Web conferencing is used to conduct live meetings or presentations over the Internet. In a web conference, each participant sits at his or her own computer and is connected to other participants via the internet. This can be either a downloaded application on each of the attendee’s computers or a web-based application such as Webex where the attendees will simply enter a URL (website address) to enter the conference. 


Webcasting refers to the ability to use the Web to deliver live or delayed versions of audio or video broadcasts allowing listeners to tune in from anywhere in the world. It’s the equivalent of broadcasting over the internet. 


Short for Web-based seminar, a webinar is a presentation, lecture, workshop or seminar that is transmitted over the internet. In general, participants register in advance and access the presentation in real time over the internet and listen to the presenter either through computer speakers or a telephone connection.  


Wi-fi (or wifi) stands for wireless fidelity, a simple system that allows enabled devices to connect to the Internet within short range of any access point without cables or adaptors. Many cafes and public places such as airport lounges now offer wi-fi access for customers / travelers to go online, either as part of the service when you buy a cup of coffee or for a small fee. 


A wiki is a shared website that can be directly edited by anyone with access to it to create a collaborative online workspace. Wikis can be a good way for people to write a document together, instead of emailing files to and fro. The best known example is wikipedia, an encyclopedia created by thousands of contributors across the world. 


Wikipedia is a free online encyclopedia written collaboratively by volunteers. Sponsored by the nonprofit Wikimedia Foundation, it has editions in about 200 different languages. 


Created by IBM researcher Jonathan Feinberg in 2008, this is an online application for creating artistic word clouds from user-supplied text.

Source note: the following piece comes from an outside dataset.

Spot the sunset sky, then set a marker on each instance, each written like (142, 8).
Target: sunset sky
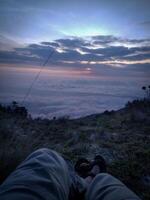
(105, 39)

Similar to a tag cloud, words that appear more frequently are given more prominence within the randomly generated design. 


WordPress is a popular open source blog tool and publishing platform powered. It's often customized into a Content Management System (CMS). It has many features including a plug-in architecture and a template system. WordPress is used by over 13% of the 1,000,000 biggest websites.



YouTube is a video-sharing website where users can upload, share, and view videos. It’s the world’s most popular video hosting site, making up 10 percent of all bits that travel across the entire Internet.